Scout Continues Caboose Project
Boy Scout Mark Thiele, of Greenwood, will be adding some final touches to Winford Park as a part of his Eagle Scout Project. The park contains a caboose that was brought to Greenwood in the mid 90’s. The caboose is located near the old railroad bed where trains used to roll through the city carrying coal out of Greenwood and the surrounding areas.
Thiele will be pouring a sidewalk, installing an informational sign about the park and the history of the railroad in Greenwood as well as erecting a flagpole.
“My grandfather used to work on the railroads until he passed away in 2006,” said Thiele. Mark’s grandfather was Don Thiele and he worked for the Union Pacific and the Missouri Pacific Railroads. Mark has been a scout for nine years now and stated that his grandfather’s employment with the railroad is what inspired him to pick the park for his Eagle Scout Project.
The Greenwood caboose was brought to the city in 1993.
Dr. James Burgess was on the Sebastian County Parks Commission at that time. “The caboose was located in Ben Geren,” said Burgess. “They were having trouble with people vandalizing it so Sebastian County Judge David Hudson asked if we were interested in it. And I told him,’I think we might’.
Burgess stated that he contacted local businessman Foy Brown to help relocate the caboose to a piece of land owned by Gene and Jan Winford.
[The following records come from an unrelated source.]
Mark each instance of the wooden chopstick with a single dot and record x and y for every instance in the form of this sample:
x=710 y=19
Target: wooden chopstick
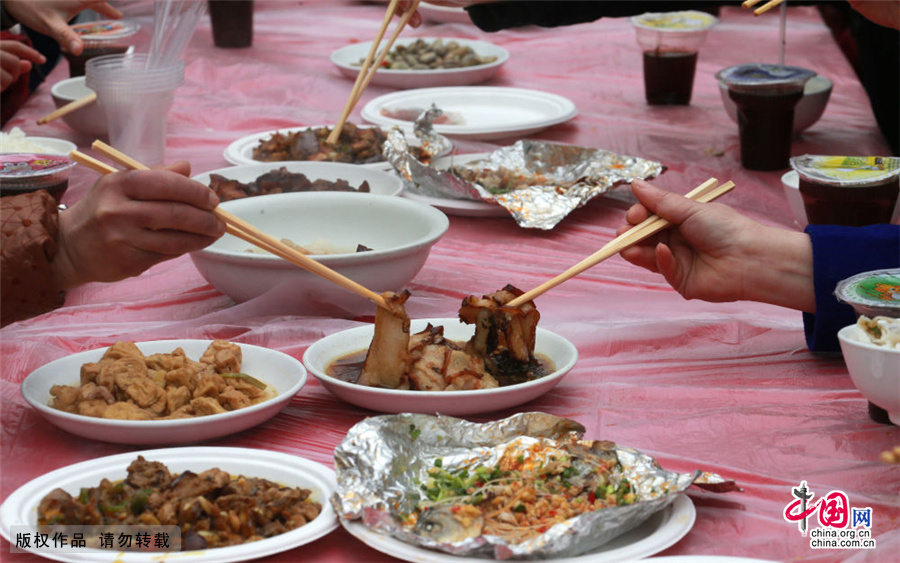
x=762 y=9
x=236 y=226
x=68 y=108
x=368 y=70
x=705 y=192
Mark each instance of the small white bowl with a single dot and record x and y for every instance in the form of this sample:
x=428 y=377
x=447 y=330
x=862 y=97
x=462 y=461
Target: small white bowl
x=380 y=181
x=809 y=109
x=400 y=233
x=89 y=119
x=875 y=370
x=284 y=373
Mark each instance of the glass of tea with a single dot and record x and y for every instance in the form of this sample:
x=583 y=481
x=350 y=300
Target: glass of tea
x=670 y=42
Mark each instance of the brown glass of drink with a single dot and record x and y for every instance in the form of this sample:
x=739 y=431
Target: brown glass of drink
x=765 y=96
x=232 y=22
x=670 y=42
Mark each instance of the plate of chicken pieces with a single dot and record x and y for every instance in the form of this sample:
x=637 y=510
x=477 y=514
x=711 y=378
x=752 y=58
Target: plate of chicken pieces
x=491 y=358
x=164 y=391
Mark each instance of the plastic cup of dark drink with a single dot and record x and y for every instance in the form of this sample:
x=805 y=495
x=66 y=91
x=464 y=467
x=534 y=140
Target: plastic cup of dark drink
x=107 y=37
x=765 y=96
x=670 y=42
x=848 y=190
x=232 y=22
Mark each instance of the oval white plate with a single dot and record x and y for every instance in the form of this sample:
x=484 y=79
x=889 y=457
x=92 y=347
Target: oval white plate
x=459 y=207
x=20 y=508
x=444 y=14
x=488 y=112
x=659 y=532
x=241 y=151
x=284 y=373
x=380 y=182
x=322 y=353
x=347 y=59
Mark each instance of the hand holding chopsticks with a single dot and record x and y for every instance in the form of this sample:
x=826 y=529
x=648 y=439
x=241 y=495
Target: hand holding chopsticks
x=747 y=4
x=237 y=227
x=705 y=192
x=368 y=69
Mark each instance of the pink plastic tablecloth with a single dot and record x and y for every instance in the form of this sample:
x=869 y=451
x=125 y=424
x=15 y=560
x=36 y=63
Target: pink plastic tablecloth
x=727 y=388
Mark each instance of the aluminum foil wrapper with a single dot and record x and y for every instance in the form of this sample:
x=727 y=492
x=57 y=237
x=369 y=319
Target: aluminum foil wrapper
x=383 y=460
x=565 y=177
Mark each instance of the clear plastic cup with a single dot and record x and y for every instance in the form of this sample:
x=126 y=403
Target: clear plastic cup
x=765 y=96
x=670 y=42
x=105 y=37
x=136 y=101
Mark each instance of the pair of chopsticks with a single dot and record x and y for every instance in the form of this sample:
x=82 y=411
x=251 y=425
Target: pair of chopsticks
x=368 y=70
x=747 y=4
x=705 y=192
x=236 y=226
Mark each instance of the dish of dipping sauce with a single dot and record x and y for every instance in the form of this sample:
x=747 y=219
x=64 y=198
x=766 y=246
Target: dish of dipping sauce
x=27 y=172
x=848 y=190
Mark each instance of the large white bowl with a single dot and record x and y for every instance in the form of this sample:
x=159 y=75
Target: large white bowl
x=284 y=373
x=346 y=59
x=89 y=119
x=400 y=233
x=324 y=352
x=809 y=109
x=875 y=370
x=380 y=181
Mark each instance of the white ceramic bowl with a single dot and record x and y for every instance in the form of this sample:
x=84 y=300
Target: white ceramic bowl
x=875 y=370
x=346 y=59
x=284 y=373
x=89 y=119
x=809 y=109
x=324 y=352
x=380 y=181
x=400 y=233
The caboose was painted green, all of the windows were welded shut and a sign stating that “Greenwood is not just a whistle stop” was placed in front of it. The railroad company Burlington Northern was painted on the side of the train car.
In 2014 the city purchased the property from the Winford’s on the condition that it would remain a park using a $10,000 grant through the Western Arkansas Planning & Development District. Senator Jake Files and Representative Charlotte Douglas were instrumental in the WAPDD grant.
Since the purchase the Greenwood Parks Department has added landscaping, replaced the windows and painted the caboose red. The glass for the windows was donated by Arkansas Glass and Mirror. Cleave Gipson removed all of the doors and windows and installed the windows and doors for the city free of charge.
According to the informational sign the railroads carried cotton, peaches, coal and passengers to and from the city. There was a time when Greenwood shipped as many as 150,000 tons of coal, fifty-six cars of peaches and 5,000 bales of cotton each year. The caboose was originally built for the Northern Pacific railroad but is similar to those used by the Missouri Pacific on the line into Greenwood. The caboose has been restored to resemble the familiar “MoPac” cabooses that passed over the trestle on Heartsill Creek directly behind Winford Park.
Former Arkansas Speaker of the House and Farmers Bank President Means Wilkinson rode the train to Fayetteville as a student at the University of Arkansas. He later became the attorney for the Missouri Pacific Railroad Company.
According to Joel Goldstein, with the Parks Commission, there are not any current plans to renovate the inside of the car at this time though the inside of the car is in relatively good condition.
The final touch to the current project will be a sign created out of a piece of the old bridge trestle that the train used to travel over the creek near the park will be engraved with the words “Winford Park”.